Pros. Fast to build. Adapts to varied roles without retraining. Produces natural-language rationale.
Cons. Scoring is non-deterministic without temperature 0. Hard to attribute scores to specific features. Calibration is unreliable without post-hoc adjustment. Most expensive at scale.
Pattern B: Hybrid feature model with LLM rationale
Features are extracted programmatically (years of experience, education match, skill overlap) and combined via a learned scoring function (gradient boosted trees, calibrated logistic regression). An LLM produces the human-readable rationale separately, conditioned on the score and features.
Pros. Score is calibrated and reproducible. Feature attribution is explicit. Compliance documentation is straightforward. Scales cheaply.
Cons. Higher engineering investment.
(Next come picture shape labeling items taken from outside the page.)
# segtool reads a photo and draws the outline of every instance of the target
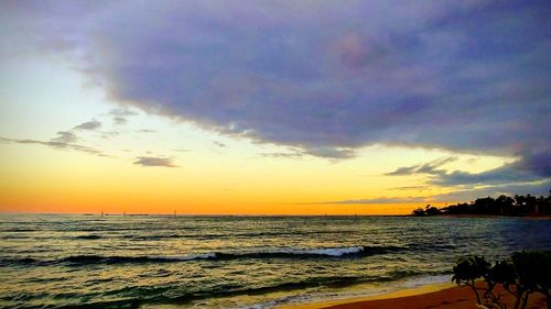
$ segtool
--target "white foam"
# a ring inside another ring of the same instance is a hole
[[[289,249],[277,251],[276,253],[287,253],[287,254],[317,254],[317,255],[328,255],[328,256],[343,256],[346,254],[354,254],[364,251],[364,246],[345,246],[345,247],[326,247],[326,249]]]
[[[177,261],[193,261],[193,260],[207,260],[216,257],[216,253],[203,253],[192,255],[164,255],[164,256],[149,256],[150,258],[161,260],[177,260]]]

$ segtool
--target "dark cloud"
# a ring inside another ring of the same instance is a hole
[[[109,114],[112,117],[132,117],[137,115],[138,112],[127,108],[127,107],[120,107],[116,109],[110,109]]]
[[[526,181],[542,181],[551,178],[551,153],[525,153],[519,159],[482,173],[454,170],[447,173],[440,167],[454,158],[441,158],[426,164],[400,167],[386,175],[402,176],[426,174],[429,184],[453,187],[476,185],[504,185]]]
[[[337,158],[374,143],[506,155],[551,146],[547,1],[2,9],[8,52],[67,52],[120,102],[226,134]]]
[[[480,197],[498,197],[500,195],[545,195],[551,188],[551,180],[485,186],[474,189],[454,190],[447,194],[433,196],[412,196],[412,197],[381,197],[371,199],[349,199],[339,201],[329,201],[321,203],[336,205],[370,205],[370,203],[429,203],[429,202],[468,202]],[[320,203],[320,202],[313,202]]]
[[[349,200],[337,200],[320,203],[342,203],[342,205],[355,205],[355,203],[411,203],[411,202],[425,202],[426,197],[380,197],[371,199],[349,199]],[[317,203],[317,202],[313,202]]]
[[[73,130],[89,130],[89,131],[94,131],[94,130],[97,130],[101,126],[101,122],[97,121],[97,120],[91,120],[91,121],[87,121],[87,122],[83,122],[78,125],[75,125],[75,128],[73,128]]]
[[[168,157],[139,156],[136,158],[133,164],[144,167],[148,166],[177,167],[172,163],[172,159]]]
[[[551,179],[551,153],[525,154],[518,161],[483,173],[436,173],[430,180],[439,186],[515,184]]]

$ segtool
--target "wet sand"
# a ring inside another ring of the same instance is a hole
[[[503,299],[512,308],[514,298],[501,290]],[[415,289],[400,290],[387,295],[329,300],[305,305],[283,306],[281,309],[479,309],[476,297],[468,287],[452,284],[430,285]],[[545,298],[532,294],[527,309],[545,308]]]

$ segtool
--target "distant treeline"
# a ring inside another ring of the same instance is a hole
[[[413,216],[437,216],[437,214],[483,214],[483,216],[525,216],[531,213],[551,213],[551,190],[548,197],[543,196],[519,196],[508,197],[505,195],[494,199],[491,197],[478,198],[471,202],[436,208],[428,205],[412,211]]]

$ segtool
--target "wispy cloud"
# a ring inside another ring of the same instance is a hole
[[[75,55],[114,99],[225,134],[337,158],[551,147],[545,1],[1,5],[3,54]]]
[[[479,197],[497,197],[499,195],[545,195],[551,188],[551,179],[510,185],[483,186],[479,188],[453,190],[440,195],[379,197],[366,199],[348,199],[312,203],[332,205],[370,205],[370,203],[430,203],[430,202],[468,202]]]
[[[97,121],[97,120],[91,120],[91,121],[87,121],[87,122],[83,122],[78,125],[75,125],[73,128],[73,130],[89,130],[89,131],[94,131],[94,130],[97,130],[101,126],[101,122]]]
[[[143,167],[148,166],[177,167],[169,157],[139,156],[136,158],[133,164]]]
[[[426,164],[397,168],[386,175],[429,175],[428,184],[441,187],[507,185],[543,181],[551,178],[551,153],[525,153],[519,159],[482,173],[446,172],[441,167],[454,158],[441,158]]]
[[[102,153],[99,150],[96,150],[94,147],[80,145],[80,144],[75,144],[73,143],[73,136],[69,134],[61,134],[60,133],[68,133],[68,132],[58,132],[57,137],[53,137],[50,141],[37,141],[37,140],[18,140],[18,139],[7,139],[7,137],[0,137],[1,140],[6,142],[12,142],[12,143],[18,143],[18,144],[36,144],[36,145],[43,145],[43,146],[48,146],[52,148],[57,148],[57,150],[71,150],[71,151],[77,151],[77,152],[84,152],[88,154],[95,154],[98,156],[107,156],[110,157],[110,155],[107,155]]]
[[[431,161],[431,162],[425,163],[425,164],[399,167],[393,172],[387,173],[386,175],[388,175],[388,176],[407,176],[407,175],[413,175],[413,174],[441,174],[441,173],[445,173],[445,172],[443,172],[440,168],[442,166],[446,165],[447,163],[452,163],[454,161],[457,161],[457,158],[456,157],[443,157],[443,158],[439,158],[435,161]]]

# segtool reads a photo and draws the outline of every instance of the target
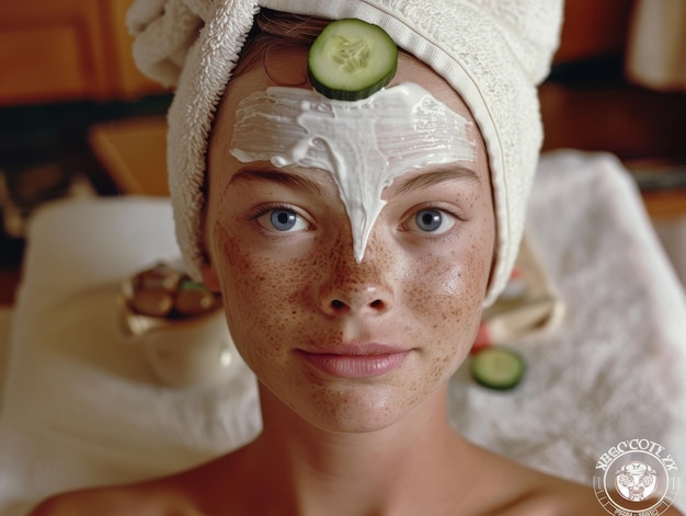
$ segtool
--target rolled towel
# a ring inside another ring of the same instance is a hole
[[[536,87],[559,42],[562,0],[136,0],[128,12],[134,57],[175,85],[168,167],[176,238],[188,273],[204,261],[201,217],[214,113],[261,7],[385,28],[461,95],[487,145],[498,250],[484,305],[505,287],[524,231],[542,141]]]

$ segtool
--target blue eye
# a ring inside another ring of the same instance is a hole
[[[434,232],[443,223],[443,214],[437,209],[422,209],[414,216],[414,221],[422,231]]]
[[[260,215],[258,222],[268,231],[294,232],[308,228],[308,222],[288,208],[274,208]]]
[[[456,223],[453,215],[443,209],[421,209],[408,220],[407,228],[422,233],[443,234]]]
[[[295,228],[298,222],[298,216],[289,209],[275,209],[270,215],[270,220],[274,229],[278,231],[288,231]]]

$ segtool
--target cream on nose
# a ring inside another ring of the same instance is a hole
[[[350,238],[350,237],[348,237]],[[393,271],[397,260],[382,242],[373,238],[362,262],[352,245],[341,245],[319,286],[321,309],[331,316],[346,313],[381,314],[393,306]]]

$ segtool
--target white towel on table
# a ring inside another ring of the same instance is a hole
[[[217,387],[159,387],[118,341],[118,283],[178,256],[165,200],[62,203],[30,229],[5,400],[0,515],[85,485],[136,481],[207,460],[260,428],[244,368]],[[513,343],[522,386],[493,392],[460,369],[450,420],[468,438],[591,483],[619,440],[661,443],[686,471],[686,302],[640,197],[607,154],[544,159],[528,216],[563,297],[561,325]],[[682,509],[686,480],[682,477]]]

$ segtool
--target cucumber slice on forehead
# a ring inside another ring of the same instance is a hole
[[[398,69],[398,47],[377,25],[336,20],[310,47],[307,67],[318,92],[329,99],[357,101],[390,82]]]
[[[491,389],[512,389],[522,378],[526,365],[517,352],[500,347],[485,347],[478,352],[471,362],[475,380]]]

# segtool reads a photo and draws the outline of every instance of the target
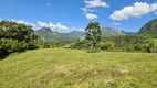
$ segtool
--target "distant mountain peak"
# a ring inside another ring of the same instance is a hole
[[[138,33],[157,35],[157,19],[147,22]]]

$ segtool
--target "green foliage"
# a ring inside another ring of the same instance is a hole
[[[98,44],[98,47],[103,51],[114,51],[115,50],[115,43],[114,42],[101,42]]]
[[[140,31],[138,32],[139,34],[151,34],[157,36],[157,19],[154,19],[146,23]]]
[[[32,26],[15,22],[0,22],[0,58],[10,53],[38,48]]]
[[[18,51],[18,41],[0,40],[0,58],[8,56],[10,53]]]
[[[90,22],[85,31],[87,32],[85,40],[90,43],[91,50],[96,47],[96,43],[101,41],[101,28],[98,22]]]

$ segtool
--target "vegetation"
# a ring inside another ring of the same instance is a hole
[[[157,54],[48,48],[0,61],[0,88],[156,88]]]
[[[91,50],[95,50],[96,43],[101,41],[101,26],[98,22],[90,22],[85,31],[85,40],[88,42]]]
[[[157,36],[157,19],[146,23],[139,31],[139,34],[151,34]]]
[[[90,48],[86,41],[72,45],[71,48]],[[117,52],[145,52],[157,53],[157,38],[153,35],[117,35],[103,36],[101,43],[96,43],[96,48],[102,51]]]
[[[0,58],[4,58],[10,53],[34,50],[38,36],[33,34],[32,26],[18,24],[15,22],[0,22]]]

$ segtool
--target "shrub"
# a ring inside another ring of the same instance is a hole
[[[8,56],[10,53],[17,51],[18,41],[13,40],[0,40],[0,58]]]
[[[98,47],[102,51],[114,51],[115,50],[115,43],[114,42],[101,42],[98,44]]]

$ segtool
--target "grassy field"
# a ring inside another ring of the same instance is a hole
[[[0,88],[157,88],[157,54],[28,51],[0,61]]]

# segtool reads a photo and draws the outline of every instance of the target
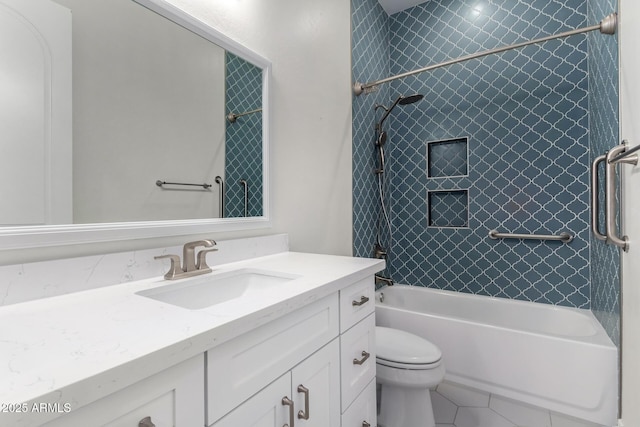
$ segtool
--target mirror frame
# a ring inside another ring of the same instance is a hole
[[[99,224],[0,227],[0,250],[155,237],[251,230],[271,227],[269,181],[269,85],[271,62],[165,0],[132,0],[187,30],[262,68],[263,216],[193,220],[113,222]]]

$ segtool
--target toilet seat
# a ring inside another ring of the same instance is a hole
[[[376,362],[401,369],[433,369],[440,365],[442,352],[417,335],[399,329],[376,326]]]

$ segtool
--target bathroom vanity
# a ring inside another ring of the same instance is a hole
[[[11,325],[0,332],[0,424],[375,425],[373,274],[383,267],[283,252],[0,307]],[[234,274],[256,281],[184,307],[190,281],[229,288]],[[261,288],[262,276],[286,280]]]

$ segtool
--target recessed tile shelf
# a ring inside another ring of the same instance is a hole
[[[469,138],[427,142],[427,178],[469,174]]]
[[[469,227],[469,190],[429,191],[429,227]]]

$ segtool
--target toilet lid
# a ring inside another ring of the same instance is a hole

Less adaptable to roles outside the trained taxonomy. Requires labeled data for training the scoring function.
Pattern C: LLM as judge of feature model
A feature model produces the score and feature attributions. An LLM reviews the scoring against the candidate's full profile and either confirms or flags. The LLM's flag triggers human review.
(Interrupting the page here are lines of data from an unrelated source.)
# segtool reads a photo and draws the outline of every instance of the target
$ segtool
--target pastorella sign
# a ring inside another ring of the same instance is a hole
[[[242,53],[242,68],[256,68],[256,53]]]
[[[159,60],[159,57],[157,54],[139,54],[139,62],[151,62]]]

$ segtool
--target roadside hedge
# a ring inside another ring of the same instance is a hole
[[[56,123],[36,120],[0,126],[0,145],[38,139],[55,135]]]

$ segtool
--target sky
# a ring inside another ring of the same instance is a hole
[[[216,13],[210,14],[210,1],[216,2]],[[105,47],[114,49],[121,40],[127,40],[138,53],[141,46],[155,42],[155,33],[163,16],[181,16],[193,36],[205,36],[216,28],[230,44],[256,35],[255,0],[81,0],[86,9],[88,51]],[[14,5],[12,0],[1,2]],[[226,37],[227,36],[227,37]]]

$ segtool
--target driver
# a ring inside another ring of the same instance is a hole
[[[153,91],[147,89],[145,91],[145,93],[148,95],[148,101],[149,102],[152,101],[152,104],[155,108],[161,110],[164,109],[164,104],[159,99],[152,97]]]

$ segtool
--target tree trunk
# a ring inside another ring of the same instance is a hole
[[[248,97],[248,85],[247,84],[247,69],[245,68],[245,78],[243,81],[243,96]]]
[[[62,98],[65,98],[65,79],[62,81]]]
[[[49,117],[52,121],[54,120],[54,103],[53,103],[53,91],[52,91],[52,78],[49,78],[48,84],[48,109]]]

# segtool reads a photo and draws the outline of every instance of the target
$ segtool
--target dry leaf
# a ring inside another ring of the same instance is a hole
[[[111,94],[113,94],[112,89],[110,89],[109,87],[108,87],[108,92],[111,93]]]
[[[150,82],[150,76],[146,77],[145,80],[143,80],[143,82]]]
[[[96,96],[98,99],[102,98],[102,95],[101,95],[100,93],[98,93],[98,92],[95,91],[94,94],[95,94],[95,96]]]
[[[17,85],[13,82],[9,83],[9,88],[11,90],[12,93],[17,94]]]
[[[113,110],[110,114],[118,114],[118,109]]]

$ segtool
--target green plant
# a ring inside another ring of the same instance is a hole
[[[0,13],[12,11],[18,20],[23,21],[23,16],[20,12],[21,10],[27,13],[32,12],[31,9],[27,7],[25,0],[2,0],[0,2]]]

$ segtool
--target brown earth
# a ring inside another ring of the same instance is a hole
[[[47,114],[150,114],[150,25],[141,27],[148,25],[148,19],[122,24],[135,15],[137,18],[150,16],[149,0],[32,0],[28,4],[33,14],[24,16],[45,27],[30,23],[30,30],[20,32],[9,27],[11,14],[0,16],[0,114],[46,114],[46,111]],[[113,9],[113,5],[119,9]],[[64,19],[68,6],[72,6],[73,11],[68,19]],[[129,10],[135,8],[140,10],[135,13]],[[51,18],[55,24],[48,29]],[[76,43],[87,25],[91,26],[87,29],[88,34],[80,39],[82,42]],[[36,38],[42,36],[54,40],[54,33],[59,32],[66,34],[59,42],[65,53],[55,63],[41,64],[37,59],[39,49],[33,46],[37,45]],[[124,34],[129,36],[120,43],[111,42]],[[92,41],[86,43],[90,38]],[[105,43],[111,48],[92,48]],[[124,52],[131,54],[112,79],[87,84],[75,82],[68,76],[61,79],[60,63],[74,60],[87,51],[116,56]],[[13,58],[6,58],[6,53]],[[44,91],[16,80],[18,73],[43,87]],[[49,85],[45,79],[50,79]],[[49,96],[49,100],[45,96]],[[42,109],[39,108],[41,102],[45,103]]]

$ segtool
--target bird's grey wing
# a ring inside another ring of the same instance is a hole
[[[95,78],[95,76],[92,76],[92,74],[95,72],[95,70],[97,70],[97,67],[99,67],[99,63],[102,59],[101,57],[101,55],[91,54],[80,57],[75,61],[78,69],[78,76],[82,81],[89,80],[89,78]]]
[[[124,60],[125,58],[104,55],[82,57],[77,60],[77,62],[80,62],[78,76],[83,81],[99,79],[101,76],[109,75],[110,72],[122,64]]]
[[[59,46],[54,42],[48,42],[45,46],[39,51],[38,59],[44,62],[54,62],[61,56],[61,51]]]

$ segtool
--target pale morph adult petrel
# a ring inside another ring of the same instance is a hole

Pros. Combines defensibility of feature model with LLM's broader reasoning. Catches edge cases the feature model misses.
Cons. Most expensive. Two systems to maintain. Useful primarily for high-stakes roles.
Choosing among patterns
| If your product is | Use pattern |
|---|---|
| Net-new, building broad role coverage fast | A (LLM primary), with calibration layer |
| Mature, with labeled data and high-volume specific roles | B (Hybrid) |
| High-stakes roles (executive search, regulated industries) | C (LLM judge of feature model) |
| Multi-tenant SaaS, varied employer needs | B with optional A overlay per tenant |
Pattern A is most common in 2026; Pattern B is what mature vendors converge to as they accumulate labeled data; Pattern C appears in specific high-value verticals.
Scoring output schema
Regardless of pattern, the output is structured:
match_score:
score: <float 0-1 or 0-100>
calibrated_probability: <float 0-1>
rationale:
overall_summary: <text>
matched_qualifications:
- job_requirement: <reference to job schema>
candidate_evidence: <reference to candidate schema>
strength: high | medium | low
gaps:
- job_requirement: <reference>
gap_description: <text>
severity: blocker | concern | minor
notable_strengths:
- description: <text>
evidence: <reference>
scoring_metadata:
model_version: <id>
feature_attributions: <map of feature name to contribution>
confidence: <float 0-1>
audit_metadata:
timestamp: <ISO>
job_version: <id>
candidate_version: <id>Every claim in the rationale references either a job requirement or a candidate evidence point. Hallucinated rationale (claims that do not map to evidence) fails post-processing validation. Feature attributions are present whether the model is feature-based or LLM-based; for LLM-based scoring, attributions are computed via prompt-level ablations or learned attribution methods.
Ranking and surfacing
The scoring model produces a score per (job, candidate) pair. Ranking surfaces the top-K candidates per job.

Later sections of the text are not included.